In dem zunächst oben genannten Fall, der nur einer von vielen ist, wurde nach so einem Abwägungsprozess ein Bebauungsplan mit den genannten Festsetzungen festgestellt und nun unter Berufung auf das Wohl der Allgemeinheit mit einem Federstrich vom Amt in die Tonne getreten, wobei die Blockparteien SPD/Grüne/CDU wie stets ihren Segen dazu geben, wenn es der Investor denn so wünscht.
Im Baugesetzbuch heißt es dazu im §31 "Von den Festsetzungen des Bebauungsplans kann befreit werden, wenn die Grundzüge der Planung nicht berührt werden und Gründe des Wohls der Allgemeinheit die Befreiung erfordern." Wenn eine Bebauungszulässigkeit um 100% überschritten wird, sind die Grundzüge der Planung natürlich nicht nur nicht betroffen, sondern geradezu auf den Kopf gestellt. Aber wenn's denn dem Wohl der Allgemeinheit dient, ringen sich das Amt und die Politik schon einmal durch, solche Entscheidungen schweren Herzens zu treffen.

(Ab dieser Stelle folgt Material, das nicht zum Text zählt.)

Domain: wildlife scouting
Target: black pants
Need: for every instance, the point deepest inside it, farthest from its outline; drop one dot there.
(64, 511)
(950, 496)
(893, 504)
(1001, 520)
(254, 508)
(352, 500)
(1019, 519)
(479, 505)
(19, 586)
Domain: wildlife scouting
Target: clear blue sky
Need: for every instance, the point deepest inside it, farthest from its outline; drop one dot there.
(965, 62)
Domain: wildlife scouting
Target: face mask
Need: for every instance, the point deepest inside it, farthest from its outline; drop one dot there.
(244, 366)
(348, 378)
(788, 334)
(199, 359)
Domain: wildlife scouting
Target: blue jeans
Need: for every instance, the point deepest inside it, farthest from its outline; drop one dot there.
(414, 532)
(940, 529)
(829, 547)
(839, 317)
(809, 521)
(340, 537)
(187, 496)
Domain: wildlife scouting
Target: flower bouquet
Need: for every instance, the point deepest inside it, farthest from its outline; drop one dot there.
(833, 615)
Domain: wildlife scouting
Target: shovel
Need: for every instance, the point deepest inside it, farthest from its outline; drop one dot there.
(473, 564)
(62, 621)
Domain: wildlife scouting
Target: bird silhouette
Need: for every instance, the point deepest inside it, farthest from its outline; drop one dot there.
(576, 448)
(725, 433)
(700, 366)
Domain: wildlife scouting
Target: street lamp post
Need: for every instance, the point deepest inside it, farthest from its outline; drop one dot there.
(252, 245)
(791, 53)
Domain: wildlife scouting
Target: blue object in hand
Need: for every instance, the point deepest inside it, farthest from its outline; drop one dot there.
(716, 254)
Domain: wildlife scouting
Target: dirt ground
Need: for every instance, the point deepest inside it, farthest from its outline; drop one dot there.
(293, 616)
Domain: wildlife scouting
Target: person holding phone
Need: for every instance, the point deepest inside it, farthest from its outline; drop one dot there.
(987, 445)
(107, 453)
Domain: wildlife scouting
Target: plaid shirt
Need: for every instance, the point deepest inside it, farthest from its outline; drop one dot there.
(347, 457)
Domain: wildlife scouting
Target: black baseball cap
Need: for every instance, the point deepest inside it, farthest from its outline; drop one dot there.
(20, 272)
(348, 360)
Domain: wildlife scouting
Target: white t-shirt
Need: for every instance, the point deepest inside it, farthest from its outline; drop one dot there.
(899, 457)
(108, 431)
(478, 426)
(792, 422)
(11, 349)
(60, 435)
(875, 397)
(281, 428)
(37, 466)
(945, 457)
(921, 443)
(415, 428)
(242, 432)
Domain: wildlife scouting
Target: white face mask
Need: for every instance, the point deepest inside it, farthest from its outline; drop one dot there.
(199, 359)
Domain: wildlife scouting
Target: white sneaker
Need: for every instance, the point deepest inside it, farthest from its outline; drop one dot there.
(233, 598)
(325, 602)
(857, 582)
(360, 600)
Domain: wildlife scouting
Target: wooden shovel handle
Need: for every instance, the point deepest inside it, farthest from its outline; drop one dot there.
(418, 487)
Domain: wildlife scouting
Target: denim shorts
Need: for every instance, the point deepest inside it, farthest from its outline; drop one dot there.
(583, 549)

So auch im Fall des Bahrenfelder Forsthauses, das als öffentliche Grünfläche mit der Festsetzung Ausflugslokal ausgewiesen war und nach seiner bis heute unaufgeklärten professionalen Abfackelung plötzlich per Befreiung vom Baurecht für eine 6geschossige Wohnbebauung freigegeben wurde.
Ein ganz anderer Fall ist die Variantenprüfung des Eisenbahnbundesamtes in Sachen Verlegung des Altonaer Bahnhofs nach Diebsteich. Dort heißt es doch tatsächlich: "Aus Umweltsicht ist die Variante 2, Ausbau Kopfbahnhof zu bevorzugen. Mit dieser Variante wird jedoch das Planungsziel nicht erreicht Da mit dieser Variante die Planungsziele der Vorhabensträgerin nicht erreicht werden können, wurde diese Variante nicht weiter betrachtet."
Das ist Abwägung in einer sehr kreativen Auslegung. Die Deutsche Bahn AG als Vorhabensträgerin will den Bahnhof verlegen, weil der Neubau vom Bund bezahlt werden muss, während sie die Neugestaltung des jetzigen Kopfbahnhofes selber bezahlen müsste. Daraufhin sagt das Eisenbahnbundesamt als Aufsichtsbehörde: ja, wir haben auch die von der Bevölkerung gewünschte und aus Umwelt- und Verkehrssicht einzig vernünftige Variante des Standortbeibehalts mit Erneuerung geprüft, aber nicht weiterverfolgt, weil die Vorhabensträgerin daran kein Interesse hat.
Eine solche schwerwiegende Abwägung bleibt uns beim Spritzenplatz jetzt erspart, denn das Amt hat sich schon mit dem Investor und der Mehrheitspolitik abgewogen, und eine Brandstiftung ist in diesem Fall auch gar nicht mehr nötig.